We performed LD analysis of the SNPs located within CERS3, CERS6, SGMS1, and SPTLC3 genes involved in sphingolipid biosynthesis in the HapMap CEU data. The LD analysis of the three SNPs located within SGMS1 revealed that moderate LD was observed between rs12358192 and rs11006229 (r2 = 0.292), whereas weak LD between rs11006229 and rs10826014 and between rs10826014 and rs12358192 (both r2 < 0.01) (Supplementary Table S1). Weak LD was also observed between rs72759132 and rs4246316 located within CERS3 and between rs6109681 and rs3906631 within SPTLC3 (both r2 < 0.20). There was no LD between the two SNPs (rs80165332 and rs75397325) located within CERS6. We also performed LD analysis of the SNPs in the HapMap CHB and JPT data. Interestingly, the LD analysis revealed that rs12358192 and rs11006229 located within SGMS1 were in high LD (r2 = 0.685) but weak LD was observed between rs11006229 and rs10826014 and between rs10826014 and rs12358192 (both r2 < 0.04) (Supplementary Table S2). Moderate LD was found between rs72759132 and rs4246316 located within CERS3 (r2 = 0.26) and between rs6109681 and rs3906631 within SPTLC3 (r2 = 0.49). Weak LD was also observed between rs80165332 and rs75397325 located within CERS6 (r2 < 0.01).

4. Discussion

In recent decades, attention to common chronic diseases, such as obesity, has steadily increased globally. Commonly, MetS is characterized by a collection of these chronic diseases, and, due to the complexity of multiple causes, the clinical features associated with MetS are very different. Furthermore, due to the comprehensive nature of MetS, the causes for specific phenotypes are very diverse. Genetic factors are known to account for the largest proportion of these causes; thus, identification of genetic factors can possibly assist in screening for potential risk factors or in the development of therapeutic materials.
From this perspective, we designed a study to identify genetic factors that can increase blood ceramide levels in Korean subjects with MetS. All clinical indicators except for total cholesterol showed statistically significant differences between MetS group and healthy control (p < 5.0 × 102), suggesting that the subjects with MetS who participated in this study have distinct metabolic disorders compared to the controls.
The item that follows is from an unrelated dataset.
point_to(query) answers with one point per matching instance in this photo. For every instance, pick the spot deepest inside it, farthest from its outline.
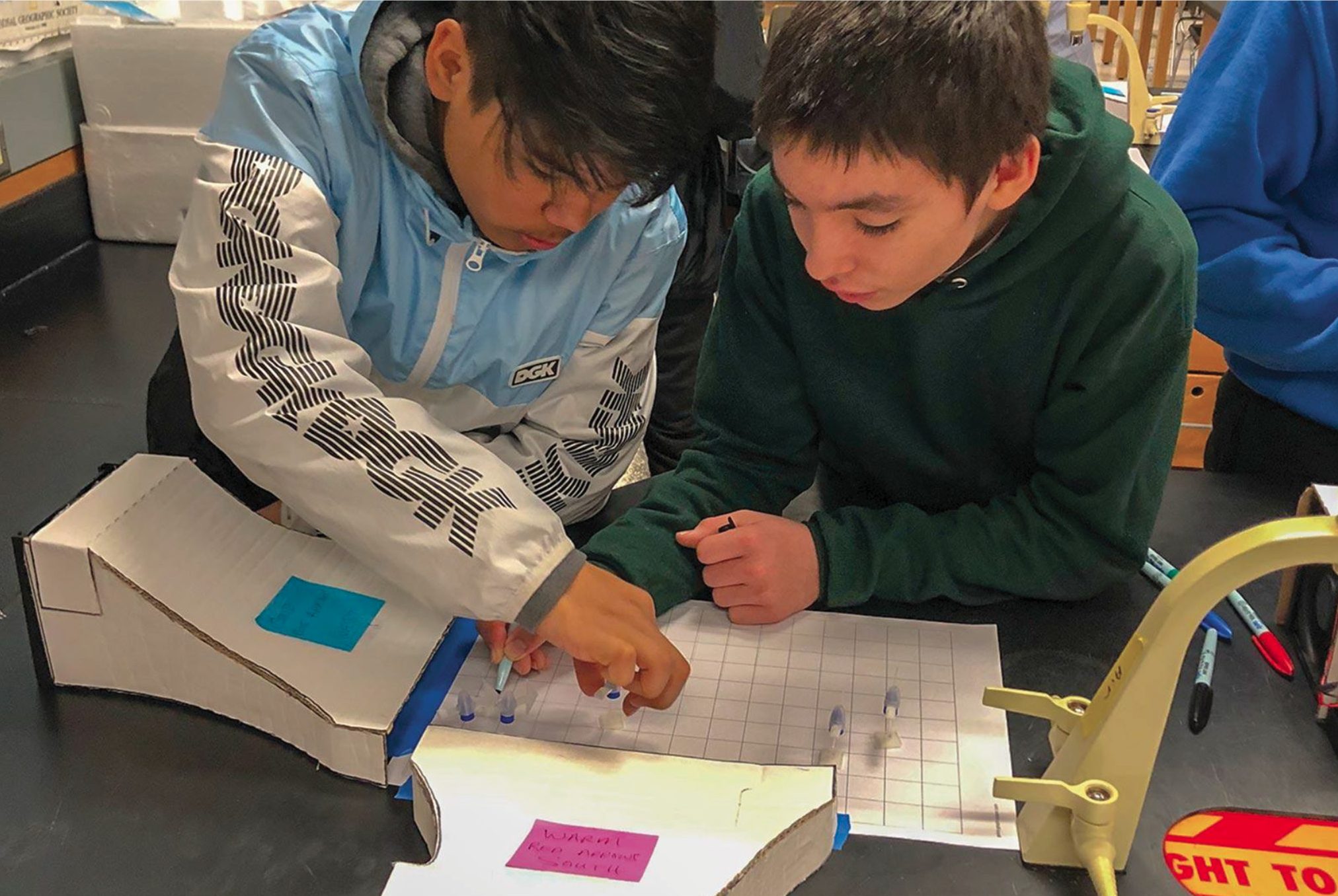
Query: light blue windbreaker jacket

The current study evaluated plasma ceramide concentrations as well as SNP genotypes in both subjects with MetS and healthy controls. As with previous studies [27,28], we found ceramide accumulation in the MetS group compared to the control group. Especially, the plasma levels of six ceramide species (Cer-16, Cer-18, Cer-20, DhCer-18, DhCer-24, and DhCer-24:1) reached statistical significance. However, DhCer-16 did not meet the statistical significance criteria, suggesting that the blood dihydroceramide species of participants in this study may not be a risk factor associated with the development of MetS. A recent study has reported that the signals corresponding to 1-deoxyceramides (DxCer) as a non-canonical class of ceramide can be overlapped with those from dihydroceramides in LC-MS/MS spectral analysis [29]. However, we only considered dihydroceramides in this study because enzymes involved in the synthesis of dihydroceramide and ceramide from palmitoyl-CoA and serine as precursors are the same as those involved in the synthesis of DxCer from pamitoyl-CoA and alanine.
Along with these results, our study using the SNP genotyping method has discovered several SNPs for elevated plasma ceramides and dihydroceramides. Previous studies have reported that sphingolipid metabolism is involved in the pathogenesis of many human diseases [30]. The increase in the concentration of sphingolipids, such as ceramide, in the blood is a representative phenotype of MetS. Moreover, increased concentration of ceramide in the blood is known to be a risk factor for the pathogenesis of cancer [31], cardiovascular diseases [10], and age-related disorders such as Alzheimer’s disease and mild cognitive impairment [32,33], which could cause secondary disease due to MetS.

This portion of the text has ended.